Getting Started

you know you want it. but you’re not a designer or acoustician. don’t know how much money you need or can get. and haven’t swung a hammer or cut some lumber. you’re a musician, producer, or just someone who wants a great place to listen to music or watch movies.

without some understanding of the basics of acoustics, video, and construction, you’ll be pretty limited in how much you can achieve without getting some help. and that help is often going to cost you. money, time, aggravation, promises to be kept, and other bartering. even so, getting started in the right way can go a long ways towards having the facility you want. i’ll be skipping the whole site selection bit as thats covered in another blog, but we’ll visit the design steps a bit more.

step one – do you really want to do this? are you really committed? if not, we can stop right here because you’re not going to pull it off so save yourself the frustration and find other means to get into the facility of your dreams – rent, lease, etc.

step two – plan. you must figure out your market, your needs, a proposed budget, skills of the people involved, and how you’re going to get paid or pay back (yes, even personal studios need to provide value). this should be put together into a plan so you can track your progress, and if need be, get investors on-board to help.

step three – if you need help and have limited (low) budget – consider exchange/barter for services, materials, recycled materials, reduction in scale/scope, etc. there are some excellent examples of people putting out advertisements for people to help build a studio in exchange for recording and mix time. one studio in LA, the owner got over 200 responses in a week. his studio was built by a handful of construction professionals (he paid for materials) in about a month.

if you’re looking for investors, work with your designer to get some basic comps, renderings, and ballpark estimates (usually by taking the high level construction per square area costs X your square area = rough approximation – add another 15-25% – and then price retail on your equipment – because you’re likely to be paying installation costs even if you do get discounts on the equipment later, then another 10% of the total – worst case you’re high but its often easier to be high then to have to go and ask for more money later).

step four – be there. show up everyday on site and see whats going on as your facility is built. ask questions, bring coffee or soft drinks (don’t get the crew drunk while they’re working ;-)) show enthusiasm for your project. keep your investors up to date on progress. if this is a commercial facility, start working on your marketing, you want projects lining up in anticipation of your opening. take lots of photos and keep a log of the activities. track costs and time to your plan to see where you guessed right or wrong. plan a party for the construction crew and a party for your clients/friends to celebrate opening day.

step five – get to work! this is the best job in the world! if its your home theater, go relax, you’ve earned it!

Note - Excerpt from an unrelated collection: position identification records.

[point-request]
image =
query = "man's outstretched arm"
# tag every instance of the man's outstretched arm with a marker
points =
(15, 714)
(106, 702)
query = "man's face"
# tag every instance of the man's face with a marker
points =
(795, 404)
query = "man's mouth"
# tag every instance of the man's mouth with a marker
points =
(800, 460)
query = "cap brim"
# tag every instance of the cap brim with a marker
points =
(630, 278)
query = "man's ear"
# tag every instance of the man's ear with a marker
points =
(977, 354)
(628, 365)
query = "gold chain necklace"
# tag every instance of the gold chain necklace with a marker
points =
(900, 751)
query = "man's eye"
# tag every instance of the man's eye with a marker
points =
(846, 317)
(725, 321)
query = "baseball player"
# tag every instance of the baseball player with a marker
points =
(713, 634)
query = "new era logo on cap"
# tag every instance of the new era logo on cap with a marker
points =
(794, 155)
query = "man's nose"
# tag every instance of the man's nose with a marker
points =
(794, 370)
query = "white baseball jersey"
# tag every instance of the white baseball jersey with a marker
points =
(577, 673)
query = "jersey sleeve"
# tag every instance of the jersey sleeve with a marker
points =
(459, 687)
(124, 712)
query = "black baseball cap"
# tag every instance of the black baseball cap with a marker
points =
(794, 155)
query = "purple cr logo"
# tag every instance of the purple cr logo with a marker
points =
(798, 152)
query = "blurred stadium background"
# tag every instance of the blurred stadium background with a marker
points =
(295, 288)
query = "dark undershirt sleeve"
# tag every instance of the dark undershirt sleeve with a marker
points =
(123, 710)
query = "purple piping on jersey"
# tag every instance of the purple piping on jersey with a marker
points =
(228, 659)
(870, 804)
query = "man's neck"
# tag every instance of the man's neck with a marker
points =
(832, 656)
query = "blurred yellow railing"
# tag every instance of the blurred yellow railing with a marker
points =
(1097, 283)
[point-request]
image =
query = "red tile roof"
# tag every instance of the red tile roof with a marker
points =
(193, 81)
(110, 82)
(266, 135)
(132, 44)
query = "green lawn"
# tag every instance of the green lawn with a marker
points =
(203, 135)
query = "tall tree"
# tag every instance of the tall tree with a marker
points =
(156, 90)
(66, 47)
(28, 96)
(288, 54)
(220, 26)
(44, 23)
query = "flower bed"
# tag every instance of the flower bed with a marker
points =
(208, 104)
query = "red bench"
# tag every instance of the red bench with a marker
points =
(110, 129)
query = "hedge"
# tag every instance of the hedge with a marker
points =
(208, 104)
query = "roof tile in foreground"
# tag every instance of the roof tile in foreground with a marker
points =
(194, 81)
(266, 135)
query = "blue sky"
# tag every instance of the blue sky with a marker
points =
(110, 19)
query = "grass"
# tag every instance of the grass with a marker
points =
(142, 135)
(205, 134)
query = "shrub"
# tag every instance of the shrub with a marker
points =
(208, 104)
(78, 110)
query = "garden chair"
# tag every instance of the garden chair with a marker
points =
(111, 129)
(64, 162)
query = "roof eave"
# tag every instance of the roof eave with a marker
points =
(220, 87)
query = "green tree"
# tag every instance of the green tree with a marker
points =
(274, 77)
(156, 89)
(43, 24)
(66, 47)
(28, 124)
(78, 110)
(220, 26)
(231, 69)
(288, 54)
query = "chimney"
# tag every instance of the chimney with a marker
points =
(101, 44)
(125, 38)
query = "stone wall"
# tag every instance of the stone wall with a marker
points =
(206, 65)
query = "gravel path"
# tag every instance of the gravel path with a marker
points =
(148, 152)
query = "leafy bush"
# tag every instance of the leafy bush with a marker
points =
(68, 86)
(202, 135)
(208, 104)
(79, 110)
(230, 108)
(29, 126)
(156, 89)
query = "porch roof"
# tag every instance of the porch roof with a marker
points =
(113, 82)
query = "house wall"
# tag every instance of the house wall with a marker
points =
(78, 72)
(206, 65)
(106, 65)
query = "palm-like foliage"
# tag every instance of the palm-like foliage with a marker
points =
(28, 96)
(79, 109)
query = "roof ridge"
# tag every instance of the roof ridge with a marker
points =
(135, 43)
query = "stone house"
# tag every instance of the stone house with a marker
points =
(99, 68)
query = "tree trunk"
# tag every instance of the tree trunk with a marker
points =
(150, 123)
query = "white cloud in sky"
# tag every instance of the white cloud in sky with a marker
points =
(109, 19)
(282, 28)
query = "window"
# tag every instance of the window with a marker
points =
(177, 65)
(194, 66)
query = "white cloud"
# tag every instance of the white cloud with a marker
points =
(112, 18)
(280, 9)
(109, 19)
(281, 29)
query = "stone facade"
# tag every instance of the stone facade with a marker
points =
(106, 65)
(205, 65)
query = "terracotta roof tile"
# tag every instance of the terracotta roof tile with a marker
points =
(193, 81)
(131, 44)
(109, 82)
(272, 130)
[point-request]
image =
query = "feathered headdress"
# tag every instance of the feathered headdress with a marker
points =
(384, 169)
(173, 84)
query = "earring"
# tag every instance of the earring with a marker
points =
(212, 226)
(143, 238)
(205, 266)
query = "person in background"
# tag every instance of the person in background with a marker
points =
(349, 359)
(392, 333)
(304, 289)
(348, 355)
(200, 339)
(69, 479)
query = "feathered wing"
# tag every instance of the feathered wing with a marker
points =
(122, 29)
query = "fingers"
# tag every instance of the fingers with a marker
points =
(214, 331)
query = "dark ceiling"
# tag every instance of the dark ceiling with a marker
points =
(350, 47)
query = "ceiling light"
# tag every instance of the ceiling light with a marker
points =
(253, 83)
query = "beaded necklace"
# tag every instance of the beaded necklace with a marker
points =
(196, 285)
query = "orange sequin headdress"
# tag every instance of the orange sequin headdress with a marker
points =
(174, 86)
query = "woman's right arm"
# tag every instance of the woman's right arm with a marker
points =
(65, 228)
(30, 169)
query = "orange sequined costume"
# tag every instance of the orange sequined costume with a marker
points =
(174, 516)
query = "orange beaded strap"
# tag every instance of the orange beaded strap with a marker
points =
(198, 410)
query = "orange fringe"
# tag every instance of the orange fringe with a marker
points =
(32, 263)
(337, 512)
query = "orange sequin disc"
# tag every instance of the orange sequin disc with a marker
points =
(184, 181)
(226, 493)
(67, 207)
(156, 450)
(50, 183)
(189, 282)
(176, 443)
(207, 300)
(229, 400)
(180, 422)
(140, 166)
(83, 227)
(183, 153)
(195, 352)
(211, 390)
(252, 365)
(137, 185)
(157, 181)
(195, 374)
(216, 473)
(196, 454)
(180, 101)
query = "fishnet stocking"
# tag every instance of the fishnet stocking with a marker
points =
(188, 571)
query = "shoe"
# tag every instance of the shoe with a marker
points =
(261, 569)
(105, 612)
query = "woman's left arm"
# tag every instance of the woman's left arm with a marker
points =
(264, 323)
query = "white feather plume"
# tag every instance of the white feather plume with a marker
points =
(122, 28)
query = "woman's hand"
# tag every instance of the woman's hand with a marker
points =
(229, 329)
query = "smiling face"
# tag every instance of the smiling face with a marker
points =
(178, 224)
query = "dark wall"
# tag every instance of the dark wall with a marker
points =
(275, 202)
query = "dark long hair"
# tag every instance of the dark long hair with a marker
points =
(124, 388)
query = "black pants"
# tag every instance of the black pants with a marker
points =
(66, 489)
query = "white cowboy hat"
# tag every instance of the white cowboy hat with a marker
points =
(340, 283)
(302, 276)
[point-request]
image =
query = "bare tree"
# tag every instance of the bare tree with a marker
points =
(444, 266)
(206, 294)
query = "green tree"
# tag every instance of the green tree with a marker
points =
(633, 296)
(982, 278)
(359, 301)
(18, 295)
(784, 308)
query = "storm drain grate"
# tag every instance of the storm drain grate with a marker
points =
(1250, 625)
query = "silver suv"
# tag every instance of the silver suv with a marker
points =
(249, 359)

Cost Effective Construction

Since the majority of my customers tend to be in the under $100,000 studio market, one of the key points i make is that i like to use commonly available construction materials instead of higher priced specialty components (unless its necessary or desired). There is a lot of information on the Internet regarding DIY construction and there are many different opinions on how to best create proper isolation and acoustic neutrality (not lifeless!) in a studio.

of course it depends on your needs, but most people can get by on a reasonable level of isolation because then they can properly monitor the recording process, and most folks can also get by with a reasonable level of acoustic treatments. all too often we (not designers per se) get carried away with thinking we need 100db of isolation and all the latest diffusers and electronics. in most cases, going from 50db of good isolation to 70db of isolation is going to shift your budget from under $100K to probably well over $500K… why? because the very structure you are in determines just how much isolation you can ultimately achieve. once you get the air borne sound levels under control, its all about flanking. or structure borne sound. then infrasonic and the whole rest of the audible frequency range come into play.

most project studios and small commerical operations cannot afford to use floating foundations with costly suspension systems to get beyond 50db easily. Cheap and good isolation is not something you can use in the same sentence.

acoustic treatments – if your builder can read the design docs, they should be able to build the necessary acoustic treatments properly. if your budget can support it, then commercial treatments are a really good choice to ensure that the calculations your designer spent all that time on will very likely be reflected in how your rooms perform. it can also reduce your materials and labor costs if you can obtain the treatments for a reasonable price, and that in turn can lead to getting your studio online faster, and in a business situation, allow you to start taking on work sooner.

striking the right balance in the design to ensure you have options when it comes to construction your facility is a key part of what i (and most designers) do. getting the inside knowledge on how to properly apply common materials and construction methods to solving isolation and treatment problems is essential to making sure the money and time you spend on getting your studio built is used as best as it can be.

remember to hug your studio designer today!